Reviewable status: all files reviewed, 4 unresolved discussions (waiting on @benjaminking)


tests/punctuation_analysis/test_quote_convention_set.py line 1254 at r1 (raw file):

    assert all_three_quote_convention_set.find_most_similar_convention(noisy_multiple_english_quotes_tabulator) == (
        standard_english_quote_convention,
        approx(0.8333333333333, rel=1e-9),

I'm noticing that these scores all seem to be going down. Why is that the case? If the intent is to use the same logic as before but weight it by book, shouldn't these stay the same? Is it because of this: # The scores of greater depths depend on the scores of shallower depths? Is the idea that if the top-level quotes are off, that should be compounded into the score for deeper quotes? Was this motivated by particular examples?

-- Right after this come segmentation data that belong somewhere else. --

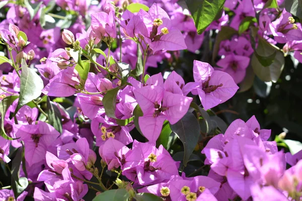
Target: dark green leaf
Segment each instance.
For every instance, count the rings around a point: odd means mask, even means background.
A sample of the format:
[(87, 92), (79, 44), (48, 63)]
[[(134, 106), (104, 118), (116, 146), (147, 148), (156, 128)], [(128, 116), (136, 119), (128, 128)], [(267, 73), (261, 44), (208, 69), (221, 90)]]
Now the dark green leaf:
[(100, 54), (102, 55), (103, 56), (104, 56), (104, 57), (105, 58), (107, 57), (107, 55), (106, 55), (106, 54), (105, 53), (105, 52), (104, 52), (104, 51), (103, 50), (102, 50), (101, 49), (99, 49), (99, 48), (94, 48), (92, 50), (94, 51), (95, 51), (97, 53), (99, 53), (99, 54)]
[(193, 114), (188, 112), (176, 124), (170, 125), (170, 128), (184, 145), (184, 165), (186, 166), (200, 135), (198, 121)]
[(20, 185), (18, 185), (15, 181), (12, 181), (13, 182), (12, 182), (12, 187), (15, 197), (17, 198), (28, 186), (28, 180), (25, 177), (21, 177), (19, 180)]
[(277, 0), (268, 0), (265, 3), (265, 5), (263, 7), (263, 9), (277, 9), (278, 8), (279, 8), (279, 7), (278, 6), (278, 2), (277, 2)]
[(139, 76), (142, 74), (142, 69), (143, 68), (143, 61), (142, 61), (142, 54), (141, 53), (141, 50), (139, 44), (137, 43), (137, 53), (136, 54), (137, 56), (137, 61), (136, 62), (136, 65), (135, 69), (132, 71), (131, 74), (134, 76)]
[(292, 155), (295, 154), (302, 150), (302, 143), (300, 142), (291, 140), (284, 140), (283, 142), (288, 146)]
[(225, 0), (186, 0), (192, 17), (201, 34), (223, 7)]
[(280, 51), (277, 51), (273, 63), (269, 66), (264, 67), (259, 62), (255, 55), (252, 57), (251, 64), (254, 72), (259, 78), (264, 81), (272, 81), (276, 82), (284, 66), (284, 57)]
[(13, 138), (7, 136), (4, 129), (4, 117), (10, 106), (18, 97), (18, 96), (16, 95), (11, 95), (6, 97), (0, 102), (0, 114), (1, 114), (1, 131), (0, 131), (1, 136), (7, 140), (12, 140)]
[(148, 12), (149, 7), (143, 4), (138, 3), (132, 3), (127, 7), (127, 10), (131, 13), (138, 13), (140, 9)]
[(9, 2), (8, 1), (3, 1), (0, 2), (0, 9), (2, 9)]
[(0, 64), (2, 64), (3, 63), (9, 63), (11, 65), (13, 64), (12, 61), (10, 59), (9, 59), (7, 57), (0, 56)]
[(119, 88), (114, 88), (107, 91), (103, 97), (103, 105), (105, 109), (106, 115), (108, 117), (116, 119), (115, 105), (116, 105), (116, 95)]
[(135, 198), (137, 201), (163, 201), (162, 198), (147, 192), (137, 193), (135, 195)]
[(139, 117), (142, 117), (143, 114), (142, 113), (142, 111), (140, 109), (140, 107), (137, 104), (135, 108), (134, 108), (134, 110), (133, 111), (133, 116), (134, 116), (134, 125), (135, 126), (135, 128), (137, 129), (137, 131), (142, 135), (142, 133), (139, 128), (139, 125), (138, 124), (138, 118)]
[(40, 6), (43, 3), (43, 2), (40, 2), (34, 4), (30, 3), (28, 0), (24, 0), (24, 2), (25, 7), (29, 13), (30, 20), (32, 20), (39, 11)]
[(130, 73), (131, 73), (131, 67), (127, 63), (115, 61), (117, 65), (118, 72), (122, 78), (121, 85), (123, 85), (127, 82), (128, 77), (129, 77), (129, 75), (130, 75)]
[(129, 197), (129, 193), (124, 188), (107, 190), (97, 195), (93, 201), (127, 201)]
[(259, 38), (254, 54), (262, 66), (267, 67), (273, 63), (276, 53), (276, 49), (269, 43), (263, 38)]
[(284, 5), (287, 12), (302, 19), (302, 0), (285, 0)]
[(47, 96), (47, 115), (48, 123), (62, 134), (62, 116), (59, 109)]
[(168, 121), (165, 121), (163, 125), (163, 129), (161, 132), (161, 135), (159, 139), (156, 141), (157, 147), (158, 147), (160, 145), (162, 145), (165, 149), (167, 149), (168, 142), (169, 142), (169, 137), (170, 137), (172, 130), (170, 127), (170, 125)]
[(215, 44), (213, 48), (212, 63), (214, 63), (214, 61), (217, 56), (221, 42), (225, 40), (230, 39), (236, 34), (238, 34), (238, 32), (232, 27), (226, 26), (221, 27), (221, 30), (217, 34), (216, 40), (215, 40)]
[(12, 182), (15, 181), (18, 185), (19, 183), (19, 175), (20, 173), (20, 166), (22, 161), (23, 148), (20, 148), (17, 150), (17, 154), (13, 160), (12, 163), (12, 169), (11, 173), (12, 174)]
[(241, 35), (243, 33), (247, 31), (251, 25), (257, 22), (257, 19), (253, 17), (246, 17), (240, 23), (238, 33)]
[(22, 73), (20, 77), (20, 95), (14, 116), (19, 109), (34, 99), (40, 96), (44, 87), (43, 80), (33, 70), (27, 67), (22, 60)]

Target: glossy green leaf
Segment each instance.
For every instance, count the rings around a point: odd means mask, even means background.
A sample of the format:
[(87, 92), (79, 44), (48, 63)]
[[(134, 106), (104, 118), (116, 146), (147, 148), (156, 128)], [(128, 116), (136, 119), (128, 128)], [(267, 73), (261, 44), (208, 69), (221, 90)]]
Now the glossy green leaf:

We aren't thresholding on these values at the moment anywhere, are we? If so, we need to make sure we update those threshold values.


machine/punctuation_analysis/quote_convention_analysis.py line 17 at r1 (raw file):

        self._convention_scores = convention_scores
        if len(convention_scores) > 0:
            self._best_quote_convention_score = max(convention_scores.items(), key=lambda item: item[1])[1]

You should combine this with setting self._best_quote_convention_score so you don't have to calculate max(...) twice.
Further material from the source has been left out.